The 'Reef and Beef' project, as it is dubbed, is a Queensland-based venture attempting to reduce the impact of Australia's cattle industry on global warming. As a bonus, it will also provide an economic motive for eco-friendly disposal of aquaculture waste.

"Our project aims to decrease methane emissions by cattle, and provide a new product from aquaculture," said lead researcher Tony Parker, a livestock nutritionist from James Cook University in Townsville, Australia.

"Better management of aquaculture, a new protein source for cattle farmers to choose from and cleaner water being discharged into the Inner Great Barrier Reef are further benefits," he added.

Farts and burps from cows are thought to account for around 20 per cent of the world's human-related methane emissions.

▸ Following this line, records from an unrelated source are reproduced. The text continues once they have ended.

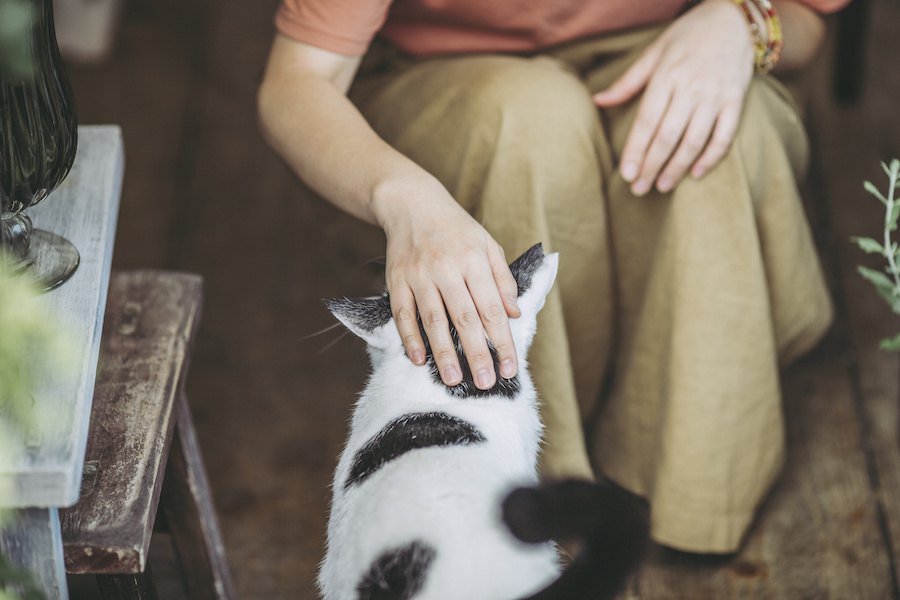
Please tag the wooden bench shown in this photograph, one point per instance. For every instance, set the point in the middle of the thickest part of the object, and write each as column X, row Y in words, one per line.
column 142, row 453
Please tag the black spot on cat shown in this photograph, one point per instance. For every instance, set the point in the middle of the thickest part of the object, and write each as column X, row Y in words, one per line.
column 524, row 267
column 611, row 523
column 397, row 574
column 410, row 432
column 366, row 313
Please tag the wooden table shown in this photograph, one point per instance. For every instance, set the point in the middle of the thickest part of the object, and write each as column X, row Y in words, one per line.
column 46, row 474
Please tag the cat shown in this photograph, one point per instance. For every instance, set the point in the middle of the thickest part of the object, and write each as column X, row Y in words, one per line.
column 424, row 505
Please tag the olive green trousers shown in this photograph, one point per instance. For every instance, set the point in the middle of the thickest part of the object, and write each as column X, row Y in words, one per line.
column 672, row 313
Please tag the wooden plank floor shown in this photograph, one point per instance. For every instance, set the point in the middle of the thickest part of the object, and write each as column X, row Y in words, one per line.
column 204, row 193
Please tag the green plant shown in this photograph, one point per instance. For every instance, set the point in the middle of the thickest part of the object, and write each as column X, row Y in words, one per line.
column 886, row 281
column 16, row 20
column 25, row 328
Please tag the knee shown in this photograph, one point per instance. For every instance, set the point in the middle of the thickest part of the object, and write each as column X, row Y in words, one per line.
column 770, row 130
column 532, row 104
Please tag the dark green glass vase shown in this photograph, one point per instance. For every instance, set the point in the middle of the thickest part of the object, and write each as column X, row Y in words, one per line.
column 38, row 138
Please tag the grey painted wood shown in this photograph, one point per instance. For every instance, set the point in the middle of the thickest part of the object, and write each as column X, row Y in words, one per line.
column 151, row 318
column 31, row 541
column 47, row 470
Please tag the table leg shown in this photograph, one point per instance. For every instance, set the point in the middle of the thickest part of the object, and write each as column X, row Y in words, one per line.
column 32, row 540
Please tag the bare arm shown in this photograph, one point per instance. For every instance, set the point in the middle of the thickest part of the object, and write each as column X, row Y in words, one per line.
column 439, row 260
column 694, row 78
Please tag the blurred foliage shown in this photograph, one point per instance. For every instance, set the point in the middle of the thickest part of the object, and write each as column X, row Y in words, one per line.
column 16, row 20
column 25, row 331
column 887, row 279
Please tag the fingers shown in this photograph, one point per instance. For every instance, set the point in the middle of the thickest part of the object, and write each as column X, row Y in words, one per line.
column 403, row 307
column 505, row 282
column 437, row 328
column 652, row 109
column 726, row 128
column 493, row 316
column 664, row 141
column 478, row 300
column 692, row 144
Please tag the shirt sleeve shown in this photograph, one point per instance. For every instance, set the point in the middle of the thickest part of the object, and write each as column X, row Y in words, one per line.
column 343, row 26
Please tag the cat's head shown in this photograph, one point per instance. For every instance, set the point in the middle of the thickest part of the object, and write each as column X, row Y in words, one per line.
column 371, row 318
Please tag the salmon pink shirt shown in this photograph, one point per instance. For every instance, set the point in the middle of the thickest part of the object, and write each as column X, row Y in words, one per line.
column 430, row 27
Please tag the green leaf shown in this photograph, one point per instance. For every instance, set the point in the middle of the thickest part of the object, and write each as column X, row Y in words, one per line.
column 891, row 344
column 883, row 285
column 870, row 187
column 894, row 169
column 868, row 245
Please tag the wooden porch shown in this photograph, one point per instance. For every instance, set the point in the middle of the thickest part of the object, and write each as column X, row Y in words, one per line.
column 203, row 193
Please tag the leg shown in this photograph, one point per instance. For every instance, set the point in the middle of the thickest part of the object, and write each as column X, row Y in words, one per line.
column 725, row 285
column 519, row 144
column 187, row 505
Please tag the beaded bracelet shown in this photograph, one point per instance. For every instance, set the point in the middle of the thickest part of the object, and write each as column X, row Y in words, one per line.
column 768, row 42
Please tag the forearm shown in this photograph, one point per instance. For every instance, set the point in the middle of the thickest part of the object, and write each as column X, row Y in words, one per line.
column 803, row 29
column 309, row 121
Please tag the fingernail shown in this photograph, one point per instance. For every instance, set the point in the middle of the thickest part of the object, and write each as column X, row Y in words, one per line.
column 484, row 379
column 451, row 375
column 640, row 187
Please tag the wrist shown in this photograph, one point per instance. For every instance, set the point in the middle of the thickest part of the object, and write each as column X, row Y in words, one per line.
column 396, row 198
column 765, row 30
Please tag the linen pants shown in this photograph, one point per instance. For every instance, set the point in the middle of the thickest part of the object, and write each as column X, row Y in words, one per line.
column 672, row 312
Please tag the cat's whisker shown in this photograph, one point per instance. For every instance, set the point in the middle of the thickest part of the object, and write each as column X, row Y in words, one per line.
column 321, row 331
column 332, row 343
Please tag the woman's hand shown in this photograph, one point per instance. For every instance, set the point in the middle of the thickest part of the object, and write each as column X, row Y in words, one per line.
column 696, row 75
column 438, row 256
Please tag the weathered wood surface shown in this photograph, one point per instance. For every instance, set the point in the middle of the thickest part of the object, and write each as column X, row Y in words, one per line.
column 854, row 141
column 149, row 331
column 191, row 518
column 32, row 541
column 831, row 528
column 46, row 472
column 135, row 586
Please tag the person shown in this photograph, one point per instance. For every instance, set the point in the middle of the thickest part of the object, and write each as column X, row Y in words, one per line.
column 644, row 141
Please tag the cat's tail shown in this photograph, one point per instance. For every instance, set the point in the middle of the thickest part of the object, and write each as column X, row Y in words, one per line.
column 610, row 523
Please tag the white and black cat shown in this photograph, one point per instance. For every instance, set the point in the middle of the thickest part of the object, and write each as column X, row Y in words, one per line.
column 423, row 505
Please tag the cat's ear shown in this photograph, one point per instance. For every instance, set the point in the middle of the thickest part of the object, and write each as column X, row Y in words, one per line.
column 366, row 317
column 534, row 272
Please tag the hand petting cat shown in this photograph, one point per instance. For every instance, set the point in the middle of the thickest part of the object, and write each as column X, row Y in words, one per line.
column 438, row 256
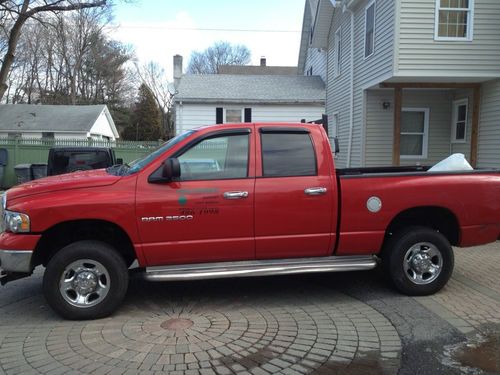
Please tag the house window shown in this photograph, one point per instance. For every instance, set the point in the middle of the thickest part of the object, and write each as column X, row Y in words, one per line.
column 414, row 133
column 338, row 51
column 459, row 121
column 233, row 115
column 454, row 19
column 48, row 135
column 370, row 29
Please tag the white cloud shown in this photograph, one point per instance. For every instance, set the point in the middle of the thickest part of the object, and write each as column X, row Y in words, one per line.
column 161, row 41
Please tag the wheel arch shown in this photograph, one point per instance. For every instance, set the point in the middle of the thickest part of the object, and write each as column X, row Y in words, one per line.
column 62, row 234
column 437, row 218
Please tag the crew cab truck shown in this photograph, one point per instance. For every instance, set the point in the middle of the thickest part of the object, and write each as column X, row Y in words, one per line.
column 275, row 204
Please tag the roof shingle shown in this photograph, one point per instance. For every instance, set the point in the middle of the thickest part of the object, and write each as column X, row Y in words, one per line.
column 251, row 88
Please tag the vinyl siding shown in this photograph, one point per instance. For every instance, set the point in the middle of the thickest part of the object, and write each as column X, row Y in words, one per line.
column 489, row 126
column 420, row 55
column 380, row 124
column 316, row 58
column 367, row 72
column 189, row 116
column 463, row 148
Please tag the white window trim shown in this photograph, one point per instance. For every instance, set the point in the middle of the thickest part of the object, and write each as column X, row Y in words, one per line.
column 454, row 115
column 425, row 142
column 470, row 23
column 234, row 108
column 372, row 2
column 338, row 57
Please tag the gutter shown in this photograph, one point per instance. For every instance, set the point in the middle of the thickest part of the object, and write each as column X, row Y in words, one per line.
column 351, row 93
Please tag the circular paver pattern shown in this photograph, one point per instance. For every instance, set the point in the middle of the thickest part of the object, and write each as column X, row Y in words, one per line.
column 297, row 331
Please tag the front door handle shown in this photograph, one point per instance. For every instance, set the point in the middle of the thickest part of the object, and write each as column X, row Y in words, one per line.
column 235, row 194
column 315, row 191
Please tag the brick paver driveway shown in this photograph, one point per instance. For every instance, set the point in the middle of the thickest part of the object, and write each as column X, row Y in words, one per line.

Methane is a more damaging greenhouse gas than carbon dioxide, giving our taste for beef and dairy a huge global warming footprint.

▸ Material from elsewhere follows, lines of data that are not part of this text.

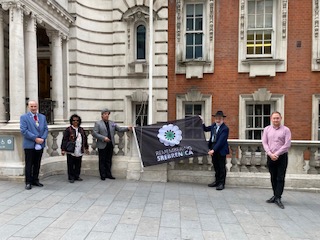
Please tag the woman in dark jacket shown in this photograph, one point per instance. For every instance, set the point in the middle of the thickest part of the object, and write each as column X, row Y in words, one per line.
column 76, row 134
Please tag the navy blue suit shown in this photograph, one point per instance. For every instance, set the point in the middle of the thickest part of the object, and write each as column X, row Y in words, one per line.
column 221, row 149
column 30, row 132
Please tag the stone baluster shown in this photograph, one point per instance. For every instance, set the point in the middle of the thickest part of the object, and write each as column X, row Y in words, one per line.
column 254, row 161
column 57, row 75
column 31, row 58
column 312, row 162
column 121, row 143
column 3, row 117
column 234, row 161
column 94, row 146
column 16, row 61
column 200, row 160
column 244, row 158
column 263, row 167
column 54, row 135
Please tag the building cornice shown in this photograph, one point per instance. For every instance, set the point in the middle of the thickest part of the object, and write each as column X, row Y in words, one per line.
column 47, row 12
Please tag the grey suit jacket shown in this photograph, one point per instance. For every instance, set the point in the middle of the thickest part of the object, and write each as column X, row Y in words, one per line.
column 100, row 132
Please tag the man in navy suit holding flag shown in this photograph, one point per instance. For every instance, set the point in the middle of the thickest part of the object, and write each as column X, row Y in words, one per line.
column 218, row 149
column 33, row 127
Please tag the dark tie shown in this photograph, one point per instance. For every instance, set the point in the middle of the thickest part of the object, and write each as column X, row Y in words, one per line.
column 214, row 134
column 108, row 129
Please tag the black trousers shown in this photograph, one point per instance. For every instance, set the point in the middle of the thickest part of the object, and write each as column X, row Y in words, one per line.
column 219, row 164
column 74, row 166
column 105, row 160
column 277, row 171
column 32, row 167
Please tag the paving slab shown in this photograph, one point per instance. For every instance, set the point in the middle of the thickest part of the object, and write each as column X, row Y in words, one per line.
column 135, row 210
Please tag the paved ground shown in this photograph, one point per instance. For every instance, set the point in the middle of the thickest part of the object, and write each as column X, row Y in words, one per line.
column 120, row 209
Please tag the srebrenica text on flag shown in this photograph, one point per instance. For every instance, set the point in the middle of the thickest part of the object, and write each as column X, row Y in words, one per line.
column 176, row 140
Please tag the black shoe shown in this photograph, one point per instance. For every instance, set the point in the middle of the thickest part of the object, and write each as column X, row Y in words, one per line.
column 214, row 184
column 38, row 184
column 271, row 200
column 279, row 203
column 220, row 187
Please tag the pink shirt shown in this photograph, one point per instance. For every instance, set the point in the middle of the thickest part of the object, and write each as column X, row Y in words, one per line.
column 276, row 140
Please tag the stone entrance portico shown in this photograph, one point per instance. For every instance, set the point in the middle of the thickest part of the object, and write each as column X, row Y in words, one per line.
column 18, row 55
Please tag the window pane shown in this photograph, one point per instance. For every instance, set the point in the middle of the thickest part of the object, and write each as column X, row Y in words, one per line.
column 266, row 109
column 197, row 109
column 258, row 122
column 198, row 24
column 198, row 53
column 251, row 7
column 199, row 10
column 260, row 7
column 190, row 24
column 188, row 109
column 258, row 109
column 266, row 121
column 141, row 42
column 257, row 134
column 259, row 20
column 189, row 52
column 249, row 122
column 251, row 21
column 198, row 39
column 250, row 110
column 190, row 10
column 268, row 6
column 268, row 23
column 190, row 39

Cows produce vast quantities of methane due to the poor quality of their diet, which is typically high in indigestible types of fibre. Microbes in the cow's gut ferment and break down this fibre, producing - in addition to valuable energy and nutrients for the cow - lots of gas.

Parker got the idea of feeding seaweed to cows after hearing about sheep which live on marine plants.

"Orkney sheep are ruminants that live off seaweed and they do very well on such a diet - so the obvious question is, why can't cows?" he said.

Seaweed has less cellulose and more starch than grass, making it easier for cows to digest. Less fermentation is required, and therefore, Parker hopes, less methane is produced.